At the age of seven a major creative input came into my life, when mum read us The Hobbit and The Lord of the Rings. This was an amazing source of material for an imaginative little mind, which kept me going for years. My grandmother would be horrified as my Grandfather encouraged 'more gore!'. An illustration of Shelob and Kentucky Fried Frodo is typical of the period.
 
Soon after I discovered Asterix and Footrot Flats, and I began drawing funny little comic strips of my teachers and classmates, utilising such time honoured lines as 'the students are revolting!'. When the family moved to Indonesia for 4 months I spent my time maintaining a detailed comic of everything I saw. When our correspondence work didn't arrive for 3 1/2 months it became an obsession.
 
High School art took me someway down the path to a career in art. But it was my parents who introduced me to something I never even knew existed – Graphic Arts. At the end of high school I was accepted into the AUT school of Art and Design in Auckland. This was what I was after – and dark and twisted paintings for graphic novels were the order of the day. Emulating my heroes, Kent Williams and Dave McKean, I created an attitude laden 90 year old character of myself, who lived in some totalitarian future. That was until final year, when we were informed that we had to prepare for a real job. 

 

The early 90s were a tough time, and when no-one leapt at the chance to employ me, my wife and I started our own design business, Magma Design. I soon fell back on my illustration skills doing storyboards for TV Commercials. My first big break came doing regular editorial illustrations for The Listener magazine, which I did for 6 years. 

 

Since then I've illustrated more than 120 books, published in 31 countries, translated into 19 languages, and I have been awarded as both a writer and illustrator, and also as a book designer. My most recent award is for my junior fiction series Flying Furballs (Upstart Press 2016). Book 1 Dogfight, won the 2018 Tatoulu children's choice award in France. In 2017 I was the recipient of the New Zealand Arts Foundation Mallinson Rendel Laureate Award, for lifetime achievement as an illustrator. I am a two time recipient of the International Youth Library's White Raven Award (listing the top 200 children's books in the world) for: Fuzzy Doodle (written by Melinda Szymanik, published by Scholastic NZ) in 2017, and my innovative hybrid part-novel, part-comic Monkey Boy (Scholastic NZ), in 2015. Monkey Boy also won the top prize for junior fiction at the 2015 New Zealand Book Awards for Children and Young Adults. My illustrated biography Much Ado About Shakespeare won the Russell Clark Illustration Award for best illustration at the 2016 NZ Book Awards for Children and Young Adults.
 
I enjoy working across a broad range of books, from my illustrated biographies Faithfully Mozart (Upstart 2018) and Much Ado About Shakespare (Upstart 2016), to my best-selling pre-school books The Wheels on the Bus (Hodder Moa 2010) and The Looky Book (Hodder Moa 2012).

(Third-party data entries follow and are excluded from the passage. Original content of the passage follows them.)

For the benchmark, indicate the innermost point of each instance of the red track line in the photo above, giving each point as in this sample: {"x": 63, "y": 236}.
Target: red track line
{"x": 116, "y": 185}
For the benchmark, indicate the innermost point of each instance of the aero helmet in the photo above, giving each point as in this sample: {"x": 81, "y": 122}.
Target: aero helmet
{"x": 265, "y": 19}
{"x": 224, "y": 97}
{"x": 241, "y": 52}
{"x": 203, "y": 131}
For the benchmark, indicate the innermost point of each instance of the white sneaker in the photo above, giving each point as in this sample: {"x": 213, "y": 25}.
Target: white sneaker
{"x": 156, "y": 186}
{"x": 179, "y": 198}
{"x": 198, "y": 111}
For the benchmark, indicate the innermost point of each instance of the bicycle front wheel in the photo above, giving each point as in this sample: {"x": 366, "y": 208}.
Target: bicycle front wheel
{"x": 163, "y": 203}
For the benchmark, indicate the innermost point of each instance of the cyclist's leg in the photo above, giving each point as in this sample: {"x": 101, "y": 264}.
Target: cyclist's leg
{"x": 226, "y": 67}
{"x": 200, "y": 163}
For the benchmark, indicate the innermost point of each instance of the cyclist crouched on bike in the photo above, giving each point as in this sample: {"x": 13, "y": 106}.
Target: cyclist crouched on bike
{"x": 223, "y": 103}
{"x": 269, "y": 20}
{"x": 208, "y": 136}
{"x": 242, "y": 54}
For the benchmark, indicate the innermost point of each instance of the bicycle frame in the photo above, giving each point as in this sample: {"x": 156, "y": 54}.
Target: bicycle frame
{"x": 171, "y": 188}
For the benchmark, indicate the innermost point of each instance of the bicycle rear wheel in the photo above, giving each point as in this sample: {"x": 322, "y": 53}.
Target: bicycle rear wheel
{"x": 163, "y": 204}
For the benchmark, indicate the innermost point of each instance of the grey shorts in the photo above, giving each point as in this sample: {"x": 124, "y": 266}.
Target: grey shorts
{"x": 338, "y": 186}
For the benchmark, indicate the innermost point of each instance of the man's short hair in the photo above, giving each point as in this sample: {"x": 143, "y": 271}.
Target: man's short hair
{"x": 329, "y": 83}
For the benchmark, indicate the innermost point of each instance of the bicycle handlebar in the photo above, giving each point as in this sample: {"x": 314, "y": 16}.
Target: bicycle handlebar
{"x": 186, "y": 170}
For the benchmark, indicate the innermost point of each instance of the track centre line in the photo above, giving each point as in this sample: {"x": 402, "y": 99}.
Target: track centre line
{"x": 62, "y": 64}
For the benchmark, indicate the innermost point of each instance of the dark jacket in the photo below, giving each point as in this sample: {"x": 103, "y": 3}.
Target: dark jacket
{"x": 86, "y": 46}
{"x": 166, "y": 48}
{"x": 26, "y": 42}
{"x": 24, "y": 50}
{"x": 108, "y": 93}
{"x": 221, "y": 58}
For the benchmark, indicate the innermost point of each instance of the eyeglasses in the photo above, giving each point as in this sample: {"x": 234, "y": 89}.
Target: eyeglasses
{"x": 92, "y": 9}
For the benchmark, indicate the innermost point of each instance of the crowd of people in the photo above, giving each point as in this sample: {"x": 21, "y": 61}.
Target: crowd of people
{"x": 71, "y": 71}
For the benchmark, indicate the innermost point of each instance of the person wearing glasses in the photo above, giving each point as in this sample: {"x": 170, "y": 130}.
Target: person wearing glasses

In 2014 my work on The Three Bears Sort Of (written by Yvonne Morrison, published by Scholastic 2013)won the Overall Children's Choice at the New Zealand Post Book Awards for Children and Young Adults, taking a staggering 2/3 of the 15,000 votes. Three Bears Sort Of also won the Children's Choice at the 2014 West Australian Young Readers Book Awards. Other notable books include my wordless picture book The Weather Machine (Hachette 2013), and one of my personal favourites was illustrating Margaret Mahy's Dashing Dog (Harper Collins 2013). I am co-creator of the hit international series Dinosaur Rescue (with Kyle Mewburn, published by Scholastic 2012-2015) which has been a number one bestseller as far away as Norway.
 
Having fun is playing guitar, piano and saxophone. I'm also the singer and percussionist for a 13 piece funk-jazz ensemble "Hot Tub". I love getting up on stage for the odd muscial and have played Marius in Les Miserables and Frank in the rock horror comedy musical Fang. Unfortunately I don't have time anymore for windsurfing, yoga and volleyball. I live in Taupo with my wife and 3 daughters.